Ils nous ont expliqués que nous nous étions éloignés de la langue et de la culture de nos ancêtres, nous ont expliqués qui étaient-ils mais, surtout, ils nous ont introduit la langue arabe avec une dose de doctrine à abattre un peuple.

Tout était religion, en toutes matières, en tout moment de la journée et en toutes paroles et postures. Et, nous l’avons dit, la religion musulmane a cette particularité que le texte doctrinaire est rédigé par le ciel. Nous n’avions aucun échappatoire.

Le rire était plus qu’un péché, c’était une offense à Dieu, à tous les instants de nos expressions, de nos mouvements. Le régime militaire a suivi cette doctrine et nul ne pouvait exprimer un mot, une phrase, au-delà du langage convenu du parti unique.

C’est exactement ce que nous avions retrouvé avec Ait-Ahmed en participant à des meetings ou des marches. La jeunesse venait de vivre 1989 et comme celle d’aujourd’hui, elle avait pourtant exprimé son désir d’un souffle de liberté.

On gardait en toute circonstances, même dans la colère, une attitude assez stéréotypée. On ne concevait la revendication que par des slogans sérieux, des paroles sérieuses et une attitude sérieuse. Le « sérieux » était consubstantiel à l’expression de la revendication démocratique.

C’est fondamentalement la différence avec la jeunesse qui manifeste actuellement. La raison est évidente, elle a voyagé et s’est formée au langage de la dérision, de l’humour et du second degré, notamment par Internet.
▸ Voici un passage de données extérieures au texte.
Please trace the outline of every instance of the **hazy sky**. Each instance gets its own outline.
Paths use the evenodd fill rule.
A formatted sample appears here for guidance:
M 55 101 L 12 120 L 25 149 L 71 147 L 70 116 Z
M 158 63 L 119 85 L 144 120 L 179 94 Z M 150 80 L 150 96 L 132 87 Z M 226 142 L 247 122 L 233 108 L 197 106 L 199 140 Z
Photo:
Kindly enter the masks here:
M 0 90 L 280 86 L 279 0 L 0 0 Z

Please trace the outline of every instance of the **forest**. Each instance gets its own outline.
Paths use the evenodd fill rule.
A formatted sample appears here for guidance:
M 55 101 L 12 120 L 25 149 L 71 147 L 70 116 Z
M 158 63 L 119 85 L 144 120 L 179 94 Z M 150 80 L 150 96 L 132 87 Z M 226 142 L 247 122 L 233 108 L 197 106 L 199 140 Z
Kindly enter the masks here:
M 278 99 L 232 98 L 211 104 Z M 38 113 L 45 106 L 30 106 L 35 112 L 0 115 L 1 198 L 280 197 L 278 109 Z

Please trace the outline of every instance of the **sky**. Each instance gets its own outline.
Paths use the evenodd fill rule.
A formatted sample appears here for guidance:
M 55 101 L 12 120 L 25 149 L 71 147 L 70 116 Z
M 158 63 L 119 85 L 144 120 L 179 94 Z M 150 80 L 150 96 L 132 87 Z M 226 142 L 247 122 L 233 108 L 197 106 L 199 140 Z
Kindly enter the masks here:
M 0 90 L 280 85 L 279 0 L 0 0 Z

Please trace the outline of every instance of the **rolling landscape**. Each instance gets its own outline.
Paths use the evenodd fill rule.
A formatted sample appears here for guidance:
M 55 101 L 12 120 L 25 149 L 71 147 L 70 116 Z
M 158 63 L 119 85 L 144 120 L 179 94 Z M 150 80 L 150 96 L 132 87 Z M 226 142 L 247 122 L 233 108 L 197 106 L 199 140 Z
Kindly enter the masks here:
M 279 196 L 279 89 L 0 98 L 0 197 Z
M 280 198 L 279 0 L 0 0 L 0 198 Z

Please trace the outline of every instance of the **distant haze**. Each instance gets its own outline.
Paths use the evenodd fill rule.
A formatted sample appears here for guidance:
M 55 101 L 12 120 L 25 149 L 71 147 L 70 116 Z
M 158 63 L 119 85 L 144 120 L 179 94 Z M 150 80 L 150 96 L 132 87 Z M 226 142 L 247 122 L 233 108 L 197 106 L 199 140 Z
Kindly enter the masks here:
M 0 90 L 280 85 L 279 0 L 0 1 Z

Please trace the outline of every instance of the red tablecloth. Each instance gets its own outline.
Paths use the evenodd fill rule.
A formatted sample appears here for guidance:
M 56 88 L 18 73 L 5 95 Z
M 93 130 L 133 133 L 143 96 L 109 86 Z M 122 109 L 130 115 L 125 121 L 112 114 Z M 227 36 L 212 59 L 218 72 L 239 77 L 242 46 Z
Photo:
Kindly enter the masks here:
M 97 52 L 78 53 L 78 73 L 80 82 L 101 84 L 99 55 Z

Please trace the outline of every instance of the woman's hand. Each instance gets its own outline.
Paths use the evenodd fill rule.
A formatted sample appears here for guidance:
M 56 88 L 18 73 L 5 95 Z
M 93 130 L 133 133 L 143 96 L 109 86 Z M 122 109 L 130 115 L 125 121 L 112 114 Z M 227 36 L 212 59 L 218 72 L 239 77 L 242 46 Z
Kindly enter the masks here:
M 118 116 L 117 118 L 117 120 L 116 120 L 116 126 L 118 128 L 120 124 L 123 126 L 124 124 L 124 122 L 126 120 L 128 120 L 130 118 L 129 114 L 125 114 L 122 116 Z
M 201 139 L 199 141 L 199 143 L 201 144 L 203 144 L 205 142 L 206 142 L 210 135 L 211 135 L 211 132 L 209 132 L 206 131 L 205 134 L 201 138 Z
C’est là toute sa force face à une armée désorientée qui ne connaît pas ce langage et ne sait plus comment lui répondre car même la force lui est impossible. Il est hagard, paniqué et ignore cet agresseur nouveau et insolent, celui sorti des Lol et des Like. Il ignore leurs codes et ne peut les combattre, surtout avec une irruption en nombre dans les rues.

Mais avec la force brutale il y a toujours des limites à lui opposer l’humour déconcertant.

Les limites de l’humour face aux intérêts financiers vitaux

Les régimes militaires peuvent être bousculés un moment mais il y a une chose qui les remet immédiatement dans leur force, presque par un instinct bestial, c’est le sentiment de risquer de perdre les fortunes considérables amassées par eux-mêmes et leurs alliés, milliardaires offshore.

La grande limite réside donc dans l’essoufflement des manifestations de rues et l’absence d’une alternative crédible, en organisation comme en leaders. Et si cela ne vient pas rapidement, les militaires sauront reprendre le dessus car ils se sentiront menacés jusque dans leurs intérêts vitaux et le risque d’un jugement à la Nuremberg, sinon d’être lynchés dans les rues (l’histoire nous a prouvé que ce n’était pas un fantasme).

Alors, nous revenons toujours au même point, les révolutions ne sont jamais spontanées, elles sont préparées par des mouvements de fonds qui structurent la société et font émerger des idées et des hommes qui les portent.

L’humour et le rire ont été la force de ce mouvement, ils doivent rester impérativement mais ne peuvent à eux seuls engendrer cette seconde république que tout le peuple algérien souhaite par son cri qui a fait trembler les casernes des divinités algériennes.